La quête, l'espoir de l'embellie donne de l'appétence et fait avaler les chapitres. Mais pas seulement. Elle est exhaussée par le beau talent d'un narrateur qui s'adresse parfois à son lecteur et sait le tenir en haleine. Avec sa maîtrise du style imagé et de la personnification, Philippe Claudel s'ingénie à faire exprimer aux choses les vérités que l'infamie de la nature humaine tente de dissimuler.

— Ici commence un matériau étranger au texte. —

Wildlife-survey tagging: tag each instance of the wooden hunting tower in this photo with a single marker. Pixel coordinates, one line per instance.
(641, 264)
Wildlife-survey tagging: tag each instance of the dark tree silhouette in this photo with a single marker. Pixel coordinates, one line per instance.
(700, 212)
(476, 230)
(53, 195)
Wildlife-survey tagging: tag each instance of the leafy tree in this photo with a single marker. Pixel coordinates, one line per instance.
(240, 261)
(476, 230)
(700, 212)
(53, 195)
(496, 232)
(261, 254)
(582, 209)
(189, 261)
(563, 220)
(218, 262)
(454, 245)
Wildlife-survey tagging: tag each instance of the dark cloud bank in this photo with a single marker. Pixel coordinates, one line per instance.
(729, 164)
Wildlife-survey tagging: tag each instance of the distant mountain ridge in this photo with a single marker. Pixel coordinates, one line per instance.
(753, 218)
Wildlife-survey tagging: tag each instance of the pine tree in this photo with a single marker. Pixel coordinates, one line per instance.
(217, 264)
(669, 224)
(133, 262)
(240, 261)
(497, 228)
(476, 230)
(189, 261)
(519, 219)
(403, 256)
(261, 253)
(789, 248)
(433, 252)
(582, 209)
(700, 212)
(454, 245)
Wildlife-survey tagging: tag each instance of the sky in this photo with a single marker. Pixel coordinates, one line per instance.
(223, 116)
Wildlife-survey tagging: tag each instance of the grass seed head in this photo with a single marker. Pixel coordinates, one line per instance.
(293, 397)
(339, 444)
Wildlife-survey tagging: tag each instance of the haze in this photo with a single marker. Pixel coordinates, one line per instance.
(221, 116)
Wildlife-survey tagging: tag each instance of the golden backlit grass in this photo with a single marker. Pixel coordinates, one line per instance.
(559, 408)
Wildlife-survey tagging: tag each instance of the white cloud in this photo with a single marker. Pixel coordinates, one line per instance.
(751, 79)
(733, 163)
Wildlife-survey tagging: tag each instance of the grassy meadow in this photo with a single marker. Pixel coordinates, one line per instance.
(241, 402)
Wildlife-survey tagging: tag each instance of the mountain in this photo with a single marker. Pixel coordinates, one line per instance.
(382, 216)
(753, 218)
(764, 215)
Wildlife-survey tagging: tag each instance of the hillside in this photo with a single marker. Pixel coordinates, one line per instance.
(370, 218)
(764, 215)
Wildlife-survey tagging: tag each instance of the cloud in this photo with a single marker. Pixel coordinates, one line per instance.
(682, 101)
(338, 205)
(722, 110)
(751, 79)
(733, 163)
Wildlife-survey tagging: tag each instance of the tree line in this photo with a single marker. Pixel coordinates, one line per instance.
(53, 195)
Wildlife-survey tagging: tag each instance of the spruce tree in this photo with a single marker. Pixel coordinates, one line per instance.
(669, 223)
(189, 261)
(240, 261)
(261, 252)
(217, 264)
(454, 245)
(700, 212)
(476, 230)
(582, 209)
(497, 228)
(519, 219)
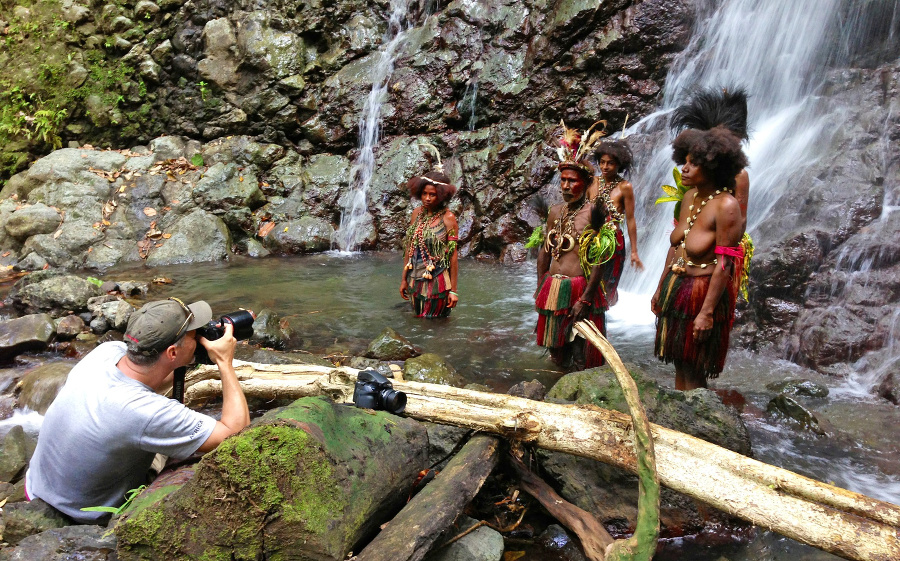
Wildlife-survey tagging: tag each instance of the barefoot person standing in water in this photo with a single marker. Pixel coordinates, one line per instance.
(568, 280)
(431, 268)
(617, 195)
(695, 300)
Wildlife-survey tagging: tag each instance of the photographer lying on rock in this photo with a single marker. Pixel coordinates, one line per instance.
(100, 435)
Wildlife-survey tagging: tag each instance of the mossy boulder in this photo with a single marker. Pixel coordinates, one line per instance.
(611, 493)
(307, 481)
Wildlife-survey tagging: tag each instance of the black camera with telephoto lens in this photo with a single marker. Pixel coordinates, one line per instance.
(374, 391)
(242, 320)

Le destin qui broie une génération dans la fleur de l'âge, à portée de regard, n'a pas son content de vie humaine. Il se plaît aussi à reprocher aux crédules la jouissance de quelques instants de bonheur. Telle Lysia Verhareine, la jeune et belle, trop belle, institutrice remplaçante du village, lasse de l'inquiétude qui lui ronge le cœur, elle est venue aux confins de la zone de guerre tutoyer le malheur. Elle est venue là pour tenter de discerner dans le grondement du canon le battement du cœur de son aimé. En forme d'exorcisme.

Ou bien celle qu'on surnomme Belle de jour. Une pauvrette d'une dizaine d'années dont le seul tort aura été de croiser son assassin. Ce qui deviendra l'Affaire. Mais en ces périodes sombres où la justice n'est pas trop regardante sur le bon droit, on cherchera plus à l'expédier cette affaire qu'à l'élucider. Un bouc émissaire ira donc tout aussi bien qu'un vrai coupable. D'autant que la vérité pourrait bien déranger quelque notabilité. Deux déserteurs seront donc tout désignés pour endosser le crime, même s'il faut user de quelque procédé d'un autre âge pour obtenir des aveux. Ne sont-ils pas déjà coupables. Terrorisés à l'idée de retourner dans les tranchées, hantés par le souvenir des corps déchiquetés, des cris de désespoir de ces hommes cloués dans les barbelés qui appellent leur mère, ils préféreront précipiter la mort plutôt que de la laisser continuer à les narguer.

Le narrateur acteur de cet ouvrage ne sera pas en reste enfin. On ne connaîtra pas son nom mais le destin lui fera comprendre que lui aussi a consommé son capital bonheur.

Est-ce un ouvrage immoral dans lequel règne l'injustice ? A reconnaître la perversité du juge et de son acolyte galonné on serait tenté de le croire. Toute innocence dissimule-t-elle des traces de culpabilité ? "Les salauds, les saints, j'en ai jamais vu. Rien n'est ni tout noir, ni tout blanc. C'est le gris qui gagne. Les hommes et leur âme c'est pareil… T'es une âme grise, joliment grise, comme nous tous…"

Le Renaudot est réputé réparer les injustices du Goncourt. C'est au moins ça pour ce beau roman. Ce n'est pas volé.